Spence has described the arrest as the “one blemish on my record.”

RESERVING JUDGMENT

Spence has been meeting with party officials around the state since forming his campaign committee in November. About the only ones who have not expressed enthusiasm, Spence says, are those already part of the political establishment.

“The only people, in my mind, that have been negative about me getting involved are the people in Jeff City,” Spence said. “I’m not sure everybody wants change.”

Among Spence’s first trips as a candidate was to southwest Missouri, a bastion of GOP support that is critical to any Republican running statewide.

One of the area’s lawmakers, state Rep. Lincoln Hough, R-Springfield, said he is “going to reserve judgment” on Spence, though he applauded him for putting in his own money to gain a foothold on the nomination.

—”‘Seed money’ is what people always call it,” Hough said.

Danette Proctor, chair of the Greene County Republican Central Committee, met with Spence and described him as a “great candidate,” though she pointed out that he is not the only Republican in the race for governor. Bill Randles, a former lawyer from Kansas City, has been campaigning for more than a year.

Though there is a wide cash gulf between the two campaigns — Randles reported $2,800 in the bank — neither candidate has secured the support of either grass roots or establishment Republicans. Spence’s only prominent endorsement comes from Kinder.

Spence’s campaign so far has focused almost exclusively on job growth. He has criticized Nixon on economic development and said he supports right-to-work laws, which prohibit making joining a union a requirement of employment.

“We just don’t have a leader in Jefferson City that, I think, knows how to get people back to work,” Spence said. “We need more taxpayers, and not more taxes.”

While it is conceivable that another Republican may enter the race for governor — state Auditor Tom Schweich has been mentioned as a possibility — the chances grow slimmer the closer it gets to Election Day.

Even starting his campaign about a year before the general election might not give Spence enough time to match the organization of Nixon, a veteran of more than a half-dozen statewide campaigns.

If Spence is to win the GOP nomination for governor, he’ll need more than his own finances to scare Nixon, whose campaign raised $17.3 million in the 2008 election cycle.

Spence’s bid may find support from other St. Louis business leaders, who have expressed mounting frustration with Jefferson City since a proposal to spur a cargo hub at Lambert died amid gridlock between the state House and Senate.

Already, a pair of St.
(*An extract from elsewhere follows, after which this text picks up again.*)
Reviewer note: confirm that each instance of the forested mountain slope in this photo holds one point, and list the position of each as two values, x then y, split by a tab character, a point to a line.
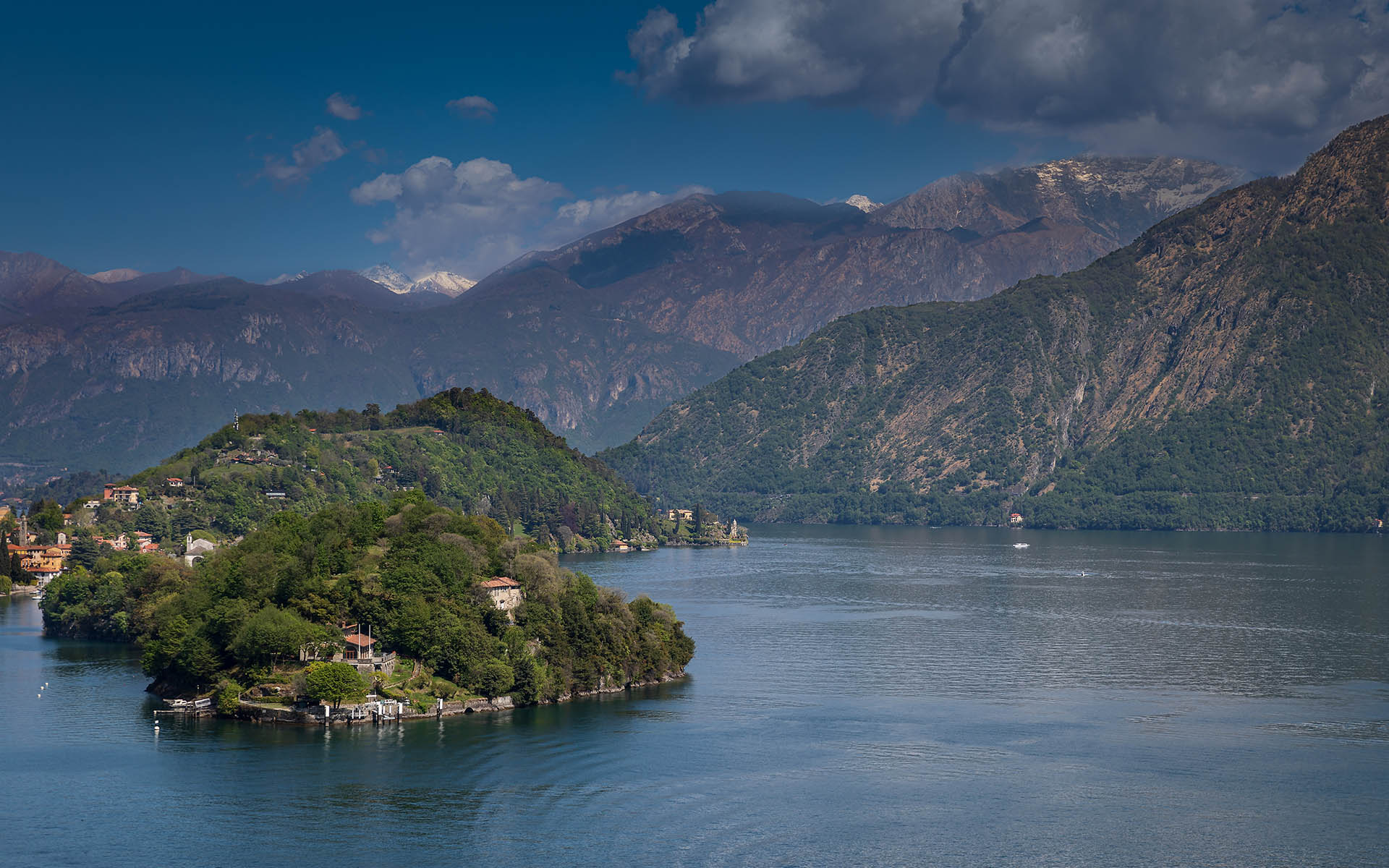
1227	370
595	338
Louis businessmen have chipped in $100,000 each into Spence’s campaign, though the state’s major GOP donors are still on the sidelines.

Spence declined to commit to opening up his checkbook again, preferring instead to wait to see if the campaign can generate its own fundraising momentum.

“I made the investment in the campaign because I think it’s an investment in Missouri,” Spence said. “I can’t expect people to follow me and support what I’m doing unless I’m doing it myself.”